Une nouvelle traduction du premier roman de Pasolini Ragazzi di vita (1955) vient de paraître aux éditions Buchet Chastel, sous le titre Les Ragazzi. Je reprends à cette occasion l'incipit de l'ouvrage dans la version originale italienne, puis dans l'ancienne traduction de Claude Henry, parue en 1958, et enfin dans la toute nouvelle version proposée par Jean-Paul Manganaro. On remarquera que la première cherchait de façon beaucoup trop systématique à donner un équivalent du romanesco (la langue des quartiers populaires de Rome), très présent dans l'ouvrage, en ayant recours à des tournures familières ou argotiques. Claude Henry traduisait aussi systématiquement les surnoms des personnages : Riccetto devenait le Frisé, Caciotta Fromegi, Capellonne Chapeau-Pointu ou er Picchio le Coucou... Tous ces parti-pris, certes défendables, donnent malheureusement aujourd'hui au texte un aspect très daté, et l'on a souvent l'impression de lire un livre de Carco, de Simonin ou de Boudard plutôt qu'un ouvrage de Pasolini.

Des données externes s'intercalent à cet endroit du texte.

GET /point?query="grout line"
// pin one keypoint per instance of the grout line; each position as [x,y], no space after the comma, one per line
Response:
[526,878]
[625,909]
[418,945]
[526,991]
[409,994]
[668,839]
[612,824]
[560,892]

Si l'on regarde de près le texte italien, on se rend compte que Pasolini utilise surtout le romanesco dans les dialogues, alors que le récit est écrit dans un italien courant, même si l'on peut y rencontrer par moments des tournures dialectales. Une nouvelle traduction était donc tout à fait nécessaire pour retrouver une approche moins biaisée de l'écriture de Pasolini et la saveur de cette langue si évocatrice. En ce sens, le travail de Jean-Paul Manganaro doit être salué et il permet enfin au lecteur français de lire ce très beau livre de Pasolini dans une version beaucoup plus fidèle et beaucoup plus proche de l'original italien. Je me suis amusé à traduire à mon tour cet incipit et on trouvera à la fin de ce billet ma version personnelle de ce texte.
1- Il ferrobedò
Era una caldissima giornata di luglio. Il Riccetto che doveva farsi la prima comunione e la cresima, s’era alzato già alle cinque ; ma mentre scendeva giú per via Donna Olimpia coi calzoni lunghi grigi e la camicetta bianca, piuttosto che un comunicando o un soldato di Gesú pareva un pischello quando se ne va acchittato pei lungoteveri a rimorchiare. Con una compagnia di maschi uguali a lui, tutti vestiti di bianco, scese giú alla chiesa della Divina Provvidenza, dove alle nove Don Pizzuto gli fece la comunione e alle undici il Vescovo lo cresimò. Il Riccetto però aveva una gran prescia di tagliare : da Monteverde giú alla stazione di Trastevere non si sentiva che un solo continuo rumore di macchine. Si sentivano i clacson e i motori che sprangavano su per le salite e le curve, empiendo la periferia già bruciata dal sole della prima mattina con un rombo assordante. Appena finito il sermoncino del Vescovo, Don Pizzuto e due tre chierici giovani portarono i ragazzi nel cortile del ricreatorio per fare le fotografie : il Vescovo camminava fra loro benedicendo i familiari dei ragazzi che s’inginocchiavano al suo passaggio. Il Riccetto si sentiva rodere, lí in mezzo, e si decise a piantare tutti : uscí per la chiesa vuota, ma sulla porta incontrò il compare che gli disse :
— Aòh, addò vai ?
— A casa vado, fece il Riccetto, tengo fame.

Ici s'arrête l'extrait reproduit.